Improve performance when comparing two integer arrays of different lengths

I have a bottleneck (or at least an area, I think I can do better) with this comparator, which is basically an ordinal string matching, but works against integers (usually I don’t think it has value) of arrays.
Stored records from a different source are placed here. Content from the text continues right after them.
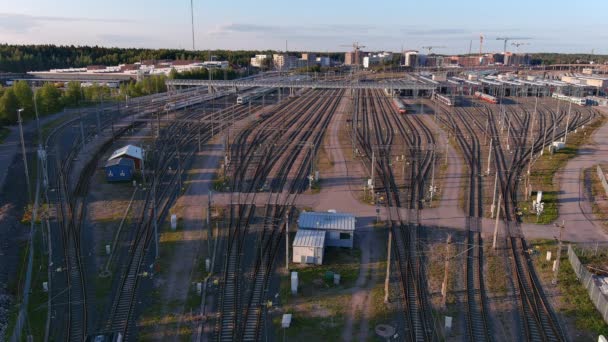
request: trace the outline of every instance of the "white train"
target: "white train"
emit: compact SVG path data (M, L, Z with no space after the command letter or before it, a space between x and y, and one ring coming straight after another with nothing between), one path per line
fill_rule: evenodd
M239 95L236 98L236 104L247 104L252 100L258 99L266 94L272 93L274 88L259 88L255 89L247 94Z
M574 103L574 104L579 105L579 106L586 106L586 105L588 105L588 101L584 97L566 96L566 95L562 95L562 94L558 94L558 93L553 93L552 97L554 99L558 99L558 100L562 100L562 101L566 101L566 102L571 102L571 103Z
M403 104L403 101L401 101L400 99L394 97L393 104L395 105L397 111L399 111L399 114L407 113L407 108L405 107L405 104Z
M446 105L446 106L453 106L454 105L454 101L452 101L451 98L447 97L447 96L443 96L441 94L435 93L433 98L436 101L441 102L442 104Z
Arrays can be of different lengths, but the length will only matter if the elements are [0..n], where n is the length of the shortest match of the array. In this case, a longer array is considered "large."

1 2 3 <1 2 4

1 2 3 5 <1 2 4

1 2 5 3> 1 2 4

1 2 3 4> 1 2 3

public int Compare(ushort[] x, ushort[] y) { int pos = 0; int len = Math.Min(x.Length, y.Length); while (pos < len && x[pos] == y[pos]) pos++; return pos < len ? x[pos].CompareTo(y[pos]) : x.Length.CompareTo(y.Length); } 

Any ideas on how this can be optimized?

Update

In response to the commentator about what I'm actually doing here: I understand that I have long asked a question related to this, which shows what I am doing in context. The only significant difference is that now I use the ushort array instead of the string for keys, since it is much more compact.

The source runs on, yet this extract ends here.